Researchers Identify Inherited Obesity, Retinal Dystrophy Gene

The first gene linked to a complex disorder called Bardet-Biedl syndrome could provide clues to common health problems in the general population, including obesity, kidney disease, blindness and mental retardation.

In the September issue of the scientific journal Nature Genetics, an international team of investigators led by Baylor College of Medicine's Drs. Nicholas Katsanis, Richard A. Lewis and James R. Lupski identify the first of at least seven genes responsible for the disorder. BBS is a rare medical condition characterized by profound weight gain, extra fingers and toes and vision problems that lead to blindness as well as a host of other health problems such as diabetes and kidney dysfunction.

"Finding the genetic cause of BBS has been extremely challenging," said Katsanis, with the department of molecular and human genetics. "We zeroed in on the general vicinity of several BBS genes but identifying which one was defective proved to be a difficult task."

Despite years of intensive research, identification of the gene still eluded researchers until the recent announcement of a gene responsible for McKusick-Kaufman syndrome, another rare disorder that shares some similarities with BBS.

"Our collaborators produced evidence that another BBS gene exists on chromosome 20," Katsanis said, referring to Dr. William S. Davidson's team at Memorial University in Newfoundland. "We then made the observation that MKKS lies in the same area."

Working in the Lupski lab, Dr. Philip Beales, on sabbatical from University College London; Mike Woods, from Memorial University; and Katsanis identified mutations in five Newfoundland and two European-American families with a history of BBS.

"It's been a long road, but we can now start thinking about this syndrome and its implications in the function of many processes, like weight regulation and limb and kidney formation, in a whole new way," Katsanis said.

"The involvement of MKKS could accelerate the identification of other BBS genes," said Lewis, a professor in the departments of ophthalmology and molecular and human genetics, who has been studying this disorder since 1985. "This new development should give us a better understanding of the disorder. One day, it might even provide the chance to intervene in some of the conditions observed in BBS, such as retinal disease, which appears even before the child is several years old. This information also should give us a better understanding of the molecular mechanisms that govern the regulation of body fat as well as limb and kidney development."

BBS affects people around the world; however, it is five times more common in Saudi Arabia, Kuwait and Newfoundland, affecting as many as 1 in 25,000 people. Researchers believe that about 40 percent of the BBS population in Newfoundland carry mutations in MKKS, an observation critical for prenatal diagnosis of the condition on the island.

The gene for BBS appears to be a chaperonin, a protein responsible for folding other proteins once they are produced. Improperly folded proteins cannot perform their designated functions and lead to disease.

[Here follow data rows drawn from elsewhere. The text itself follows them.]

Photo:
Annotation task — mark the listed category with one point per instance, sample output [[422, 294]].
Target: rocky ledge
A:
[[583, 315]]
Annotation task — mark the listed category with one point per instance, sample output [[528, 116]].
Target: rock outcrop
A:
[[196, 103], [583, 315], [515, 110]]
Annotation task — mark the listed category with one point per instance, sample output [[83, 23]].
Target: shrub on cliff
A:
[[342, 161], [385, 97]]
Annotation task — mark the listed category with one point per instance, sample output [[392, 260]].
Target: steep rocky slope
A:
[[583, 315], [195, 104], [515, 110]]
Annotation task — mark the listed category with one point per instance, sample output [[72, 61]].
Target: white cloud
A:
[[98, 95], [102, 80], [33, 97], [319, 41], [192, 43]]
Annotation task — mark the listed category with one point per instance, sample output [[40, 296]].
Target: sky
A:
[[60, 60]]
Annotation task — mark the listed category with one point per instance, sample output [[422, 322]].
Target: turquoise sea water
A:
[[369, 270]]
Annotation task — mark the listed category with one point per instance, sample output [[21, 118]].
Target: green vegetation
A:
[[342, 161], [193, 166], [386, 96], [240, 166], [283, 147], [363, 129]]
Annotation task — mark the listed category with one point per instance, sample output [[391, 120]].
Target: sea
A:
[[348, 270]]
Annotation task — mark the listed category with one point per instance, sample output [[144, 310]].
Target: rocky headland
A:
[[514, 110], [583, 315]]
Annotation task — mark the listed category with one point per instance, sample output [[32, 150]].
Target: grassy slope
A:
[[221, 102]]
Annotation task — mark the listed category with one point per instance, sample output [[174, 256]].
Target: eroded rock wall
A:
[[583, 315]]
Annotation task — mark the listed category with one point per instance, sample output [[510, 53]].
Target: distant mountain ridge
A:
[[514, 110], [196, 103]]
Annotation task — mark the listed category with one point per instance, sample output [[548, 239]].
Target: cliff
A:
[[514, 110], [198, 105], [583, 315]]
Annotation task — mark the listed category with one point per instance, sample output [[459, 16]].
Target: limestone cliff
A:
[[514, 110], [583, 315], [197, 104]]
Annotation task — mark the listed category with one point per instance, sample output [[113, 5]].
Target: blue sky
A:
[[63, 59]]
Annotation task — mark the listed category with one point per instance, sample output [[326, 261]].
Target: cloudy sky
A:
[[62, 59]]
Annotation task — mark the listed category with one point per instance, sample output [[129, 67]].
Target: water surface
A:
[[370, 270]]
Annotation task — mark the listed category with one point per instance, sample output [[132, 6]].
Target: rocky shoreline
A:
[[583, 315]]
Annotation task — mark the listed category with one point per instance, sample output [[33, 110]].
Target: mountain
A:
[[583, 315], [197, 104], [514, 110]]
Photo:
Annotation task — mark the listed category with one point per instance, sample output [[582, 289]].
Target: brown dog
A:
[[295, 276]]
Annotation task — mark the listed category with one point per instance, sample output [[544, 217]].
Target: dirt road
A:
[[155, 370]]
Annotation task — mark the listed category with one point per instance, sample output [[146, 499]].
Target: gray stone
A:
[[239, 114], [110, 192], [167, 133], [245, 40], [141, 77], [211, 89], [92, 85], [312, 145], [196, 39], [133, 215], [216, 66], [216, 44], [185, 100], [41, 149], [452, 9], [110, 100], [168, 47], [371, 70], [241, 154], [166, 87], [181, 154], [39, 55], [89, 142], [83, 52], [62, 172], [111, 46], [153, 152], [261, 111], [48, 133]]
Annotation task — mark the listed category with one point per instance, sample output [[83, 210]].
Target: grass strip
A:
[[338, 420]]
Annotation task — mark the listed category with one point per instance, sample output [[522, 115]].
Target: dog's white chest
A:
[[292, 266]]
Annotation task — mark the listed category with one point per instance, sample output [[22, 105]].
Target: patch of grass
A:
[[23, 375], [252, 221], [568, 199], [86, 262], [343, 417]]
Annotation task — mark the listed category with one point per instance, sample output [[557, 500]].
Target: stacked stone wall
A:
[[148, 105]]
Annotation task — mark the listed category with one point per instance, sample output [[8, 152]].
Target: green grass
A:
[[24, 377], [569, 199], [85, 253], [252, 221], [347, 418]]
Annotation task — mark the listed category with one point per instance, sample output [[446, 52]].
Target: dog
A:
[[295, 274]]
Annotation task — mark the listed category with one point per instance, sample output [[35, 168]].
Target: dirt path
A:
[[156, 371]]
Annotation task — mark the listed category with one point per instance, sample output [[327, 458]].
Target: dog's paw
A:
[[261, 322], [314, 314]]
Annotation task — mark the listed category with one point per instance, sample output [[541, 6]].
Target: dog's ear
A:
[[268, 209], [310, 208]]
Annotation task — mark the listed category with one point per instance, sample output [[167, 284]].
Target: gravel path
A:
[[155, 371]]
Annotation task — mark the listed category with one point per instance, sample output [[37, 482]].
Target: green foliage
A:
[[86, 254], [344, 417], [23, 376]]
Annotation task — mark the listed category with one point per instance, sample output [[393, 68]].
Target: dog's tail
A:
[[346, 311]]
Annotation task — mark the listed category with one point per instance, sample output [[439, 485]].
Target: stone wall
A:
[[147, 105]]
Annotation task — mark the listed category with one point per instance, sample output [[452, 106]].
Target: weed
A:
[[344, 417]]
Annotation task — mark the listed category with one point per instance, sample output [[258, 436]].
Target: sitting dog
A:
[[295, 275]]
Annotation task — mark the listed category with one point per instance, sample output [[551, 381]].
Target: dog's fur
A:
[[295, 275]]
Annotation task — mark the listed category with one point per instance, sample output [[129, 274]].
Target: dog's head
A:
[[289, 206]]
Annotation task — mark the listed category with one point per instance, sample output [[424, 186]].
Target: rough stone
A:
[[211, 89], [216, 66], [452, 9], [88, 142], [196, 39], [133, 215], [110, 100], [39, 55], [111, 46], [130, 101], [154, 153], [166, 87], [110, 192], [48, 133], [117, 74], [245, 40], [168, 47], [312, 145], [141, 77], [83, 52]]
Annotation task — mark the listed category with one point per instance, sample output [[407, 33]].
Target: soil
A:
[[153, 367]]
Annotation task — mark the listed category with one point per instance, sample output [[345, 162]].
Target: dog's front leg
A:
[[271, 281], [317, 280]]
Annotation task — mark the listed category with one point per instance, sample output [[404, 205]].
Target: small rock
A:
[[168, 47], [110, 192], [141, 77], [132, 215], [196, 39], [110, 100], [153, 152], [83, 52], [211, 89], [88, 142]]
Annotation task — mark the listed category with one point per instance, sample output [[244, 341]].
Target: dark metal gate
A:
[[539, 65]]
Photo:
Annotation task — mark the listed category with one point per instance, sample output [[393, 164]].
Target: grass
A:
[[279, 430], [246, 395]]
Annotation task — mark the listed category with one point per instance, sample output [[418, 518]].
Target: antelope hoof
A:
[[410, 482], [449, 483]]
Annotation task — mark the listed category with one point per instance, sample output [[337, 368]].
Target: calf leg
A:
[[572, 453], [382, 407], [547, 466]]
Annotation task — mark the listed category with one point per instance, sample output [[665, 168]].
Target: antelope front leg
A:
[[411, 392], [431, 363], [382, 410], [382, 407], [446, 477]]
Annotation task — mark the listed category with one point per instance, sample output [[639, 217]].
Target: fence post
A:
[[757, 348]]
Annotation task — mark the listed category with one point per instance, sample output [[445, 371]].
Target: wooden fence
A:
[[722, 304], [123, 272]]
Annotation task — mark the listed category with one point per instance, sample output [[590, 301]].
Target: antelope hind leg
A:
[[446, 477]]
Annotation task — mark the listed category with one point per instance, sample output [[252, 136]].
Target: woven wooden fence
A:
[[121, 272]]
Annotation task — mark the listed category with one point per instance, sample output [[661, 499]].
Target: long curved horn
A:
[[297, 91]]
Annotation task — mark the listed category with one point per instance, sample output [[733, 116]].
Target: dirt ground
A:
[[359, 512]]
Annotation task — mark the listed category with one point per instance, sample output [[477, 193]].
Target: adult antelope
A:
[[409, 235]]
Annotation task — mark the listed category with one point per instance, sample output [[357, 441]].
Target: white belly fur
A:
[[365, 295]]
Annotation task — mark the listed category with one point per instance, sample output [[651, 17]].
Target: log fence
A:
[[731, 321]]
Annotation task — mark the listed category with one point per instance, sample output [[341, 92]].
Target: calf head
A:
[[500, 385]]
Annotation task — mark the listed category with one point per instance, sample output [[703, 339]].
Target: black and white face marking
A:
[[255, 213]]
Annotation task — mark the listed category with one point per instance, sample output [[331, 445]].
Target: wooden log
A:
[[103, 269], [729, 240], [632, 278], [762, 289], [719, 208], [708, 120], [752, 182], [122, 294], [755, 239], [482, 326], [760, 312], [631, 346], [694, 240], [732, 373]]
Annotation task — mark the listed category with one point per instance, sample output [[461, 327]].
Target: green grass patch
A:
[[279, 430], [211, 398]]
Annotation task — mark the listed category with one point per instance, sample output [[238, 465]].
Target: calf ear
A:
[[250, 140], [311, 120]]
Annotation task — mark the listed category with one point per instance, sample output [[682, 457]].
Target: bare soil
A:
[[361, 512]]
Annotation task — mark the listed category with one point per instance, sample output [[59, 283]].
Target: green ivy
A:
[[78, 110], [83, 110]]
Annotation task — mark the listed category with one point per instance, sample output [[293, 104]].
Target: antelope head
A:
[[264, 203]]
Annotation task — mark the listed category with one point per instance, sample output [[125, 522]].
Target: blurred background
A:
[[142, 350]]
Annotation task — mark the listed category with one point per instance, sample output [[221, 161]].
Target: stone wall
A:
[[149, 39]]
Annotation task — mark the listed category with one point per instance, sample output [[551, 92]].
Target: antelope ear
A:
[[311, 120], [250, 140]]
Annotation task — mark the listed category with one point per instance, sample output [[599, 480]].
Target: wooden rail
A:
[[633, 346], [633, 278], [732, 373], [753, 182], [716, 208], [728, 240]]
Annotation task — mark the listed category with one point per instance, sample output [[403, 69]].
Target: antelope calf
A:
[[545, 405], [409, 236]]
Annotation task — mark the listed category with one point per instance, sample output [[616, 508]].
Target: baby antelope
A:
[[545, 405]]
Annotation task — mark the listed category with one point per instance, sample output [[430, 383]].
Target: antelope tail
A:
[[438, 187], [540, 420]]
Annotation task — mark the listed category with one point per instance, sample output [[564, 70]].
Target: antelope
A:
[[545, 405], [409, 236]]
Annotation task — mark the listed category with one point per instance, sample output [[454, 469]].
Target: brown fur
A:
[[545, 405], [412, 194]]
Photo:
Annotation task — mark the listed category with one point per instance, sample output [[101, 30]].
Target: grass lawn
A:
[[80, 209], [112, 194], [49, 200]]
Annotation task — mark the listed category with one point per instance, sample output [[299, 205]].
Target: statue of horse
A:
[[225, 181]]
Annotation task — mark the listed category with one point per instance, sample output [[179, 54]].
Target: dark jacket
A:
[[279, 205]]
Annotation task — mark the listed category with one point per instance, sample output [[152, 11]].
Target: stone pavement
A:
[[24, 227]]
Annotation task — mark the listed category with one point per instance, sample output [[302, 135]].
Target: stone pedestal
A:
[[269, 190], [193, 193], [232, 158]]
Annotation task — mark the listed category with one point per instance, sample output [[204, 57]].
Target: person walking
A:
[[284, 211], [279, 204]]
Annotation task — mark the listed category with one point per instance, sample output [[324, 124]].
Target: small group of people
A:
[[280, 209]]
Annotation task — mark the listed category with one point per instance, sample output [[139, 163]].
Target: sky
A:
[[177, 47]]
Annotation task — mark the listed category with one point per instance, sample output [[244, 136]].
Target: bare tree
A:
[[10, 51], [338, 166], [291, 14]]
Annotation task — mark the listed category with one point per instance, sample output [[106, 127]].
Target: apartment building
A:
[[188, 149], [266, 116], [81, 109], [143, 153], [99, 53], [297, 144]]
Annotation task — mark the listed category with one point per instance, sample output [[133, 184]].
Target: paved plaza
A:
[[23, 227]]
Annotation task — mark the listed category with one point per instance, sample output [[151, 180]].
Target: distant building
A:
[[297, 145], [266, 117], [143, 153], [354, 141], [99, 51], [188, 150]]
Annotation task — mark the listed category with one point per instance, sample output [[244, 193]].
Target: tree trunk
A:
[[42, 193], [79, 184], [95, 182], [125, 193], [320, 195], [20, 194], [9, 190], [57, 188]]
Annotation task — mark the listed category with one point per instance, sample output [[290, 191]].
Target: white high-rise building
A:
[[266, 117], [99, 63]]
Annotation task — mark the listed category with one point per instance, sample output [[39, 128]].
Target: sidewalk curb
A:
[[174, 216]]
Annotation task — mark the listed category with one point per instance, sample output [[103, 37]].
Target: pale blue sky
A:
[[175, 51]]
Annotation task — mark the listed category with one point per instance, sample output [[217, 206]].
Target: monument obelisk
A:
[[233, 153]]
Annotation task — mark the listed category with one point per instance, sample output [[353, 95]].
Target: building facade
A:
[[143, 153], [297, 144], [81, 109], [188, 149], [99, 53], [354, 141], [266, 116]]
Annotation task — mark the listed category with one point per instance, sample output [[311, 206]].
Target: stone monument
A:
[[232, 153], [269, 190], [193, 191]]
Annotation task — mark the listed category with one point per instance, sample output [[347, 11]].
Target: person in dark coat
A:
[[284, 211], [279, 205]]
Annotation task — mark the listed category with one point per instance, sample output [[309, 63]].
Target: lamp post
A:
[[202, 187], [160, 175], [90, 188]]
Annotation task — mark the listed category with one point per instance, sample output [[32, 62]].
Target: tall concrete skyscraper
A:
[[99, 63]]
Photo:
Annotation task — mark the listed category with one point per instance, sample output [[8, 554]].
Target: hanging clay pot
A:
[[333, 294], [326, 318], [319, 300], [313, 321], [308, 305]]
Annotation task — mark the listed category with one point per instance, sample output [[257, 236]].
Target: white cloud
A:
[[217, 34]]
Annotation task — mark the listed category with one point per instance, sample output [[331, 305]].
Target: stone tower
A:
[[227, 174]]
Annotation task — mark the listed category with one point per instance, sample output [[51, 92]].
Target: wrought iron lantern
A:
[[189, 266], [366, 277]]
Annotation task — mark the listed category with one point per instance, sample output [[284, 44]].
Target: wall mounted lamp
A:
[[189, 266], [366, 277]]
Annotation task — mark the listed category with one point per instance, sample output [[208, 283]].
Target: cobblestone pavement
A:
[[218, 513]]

"We study rare diseases because they are the best way to model common conditions. Involvement of protein folding in BBS has been surprising and exciting at the same time. We can now start thinking about what type of proteins this molecule folds, which will provide important clues to the processes that malfunction in BBS, such as obesity, diabetes, retinal dystrophy and mental retardation," explained Lupski, professor of molecular and human genetics.

Co-authors on this study also included Drs. Jane S. Green and Patrick S. Parfrey, with Memorial University, who for many years collected and characterized BBS families from that region, and Stephen J. Ansley, with Baylor.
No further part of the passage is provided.